Project Name: Reactive-Particle–Based Thermochemical Energy Storage System for Concentrating Solar-thermal Power (TCES-CSP)
Principal Investigator: Like Li
Location: Starkville, MS
DOE Award Amount: $3,900,000
Awardee Cost Share: $800,000
Project Summary:  This team will combine computational modeling and on-sun experimental testing to develop a novel particle-based thermochemical energy storage (TCES) system to enable low-cost CSP energy directly coupled with long-duration energy storage. The project will combine Gen3 particle technologies for both CSP and TCES systems, which can increase efficiency of energy generation and storage, while decreasing the cost of CSP energy.


Project Name: High-Temperature Particle In-Line Mass Flow Sensor
Principal Investigator: Clifford Ho
Location: Albuquerque, NM
DOE Award Amount: $1,300,000
Awardee Cost Share: $350,000
Project Summary: This project will design, develop, and test novel sensors to monitor particle flow in CSP systems. Particle flow sensors are critical components of high-temperature particle-based CST systems to enable reliable operation of both CSP and industrial process heat applications. These new sensors will overcome shortcomings in previous sensors by operating continuously and in-line with particle flow in the system itself at high temperatures. The most promising designs will be tested to identify at least one prototype sensor with a lifetime of greater than 30 years with a 90% decrease in cost from current sensor systems.

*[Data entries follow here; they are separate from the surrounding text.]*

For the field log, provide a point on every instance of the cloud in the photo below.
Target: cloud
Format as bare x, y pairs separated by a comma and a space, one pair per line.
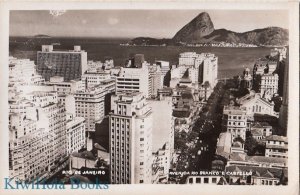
113, 21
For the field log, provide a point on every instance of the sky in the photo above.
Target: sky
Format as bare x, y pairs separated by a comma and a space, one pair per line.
136, 23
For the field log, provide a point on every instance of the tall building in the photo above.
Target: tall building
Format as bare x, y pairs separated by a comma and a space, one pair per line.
68, 64
134, 80
163, 134
22, 72
130, 139
37, 143
246, 80
75, 135
235, 121
155, 79
164, 67
268, 85
90, 105
206, 65
283, 114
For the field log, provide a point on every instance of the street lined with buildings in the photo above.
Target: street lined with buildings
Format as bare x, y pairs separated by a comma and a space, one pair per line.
140, 122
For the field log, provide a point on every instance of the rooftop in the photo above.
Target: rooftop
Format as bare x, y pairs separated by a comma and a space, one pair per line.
277, 138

Project Name: Receiver Slide Gate Development and Evaluation for Gen3++ Falling Particle Receivers
Principal Investigator: Nathan Schroeder
Location: Albuquerque, NM
DOE Award Amount: $2,400,000
Awardee Cost Share: $450,000
Project Summary: This project will design and study a modular system of sliding gates to control the flow of particles in CSP receivers. The modular nature of this design will make it easier to replace parts and give operators more control of the receiver temperature. This level of control will improve receiver efficiency, which will decrease the overall cost of CSP energy. The team will evaluate the stability of multiple designs by subjecting the system parts to high-temperature heat cycles and monitoring for degradation.


Project Name: Topology Optimization, Additive Manufacturing, and Experimental Testing of Particle Heat Exchangers
Principal Investigator: Xiaoping Qian
Location: Madison, WI
DOE Award Amount: $3,000,000
Awardee Cost Share: $700,000
Project Summary: This project will use two novel strategies for heat exchanger design and manufacturing to develop a 100 kW prototype of a modular system to transfer heat from particles to supercritical carbon dioxide. This design has the potential to drastically improving performance, manufacturability, cost, and reliability. The team will use computational design to optimize the channels that particles flow through to maximize heat transfer. They will fabricate prototypes of these optimized heat exchangers out of silicon carbide material with strategic additives. This prototype will be tested to determine potential for scale-up of the system.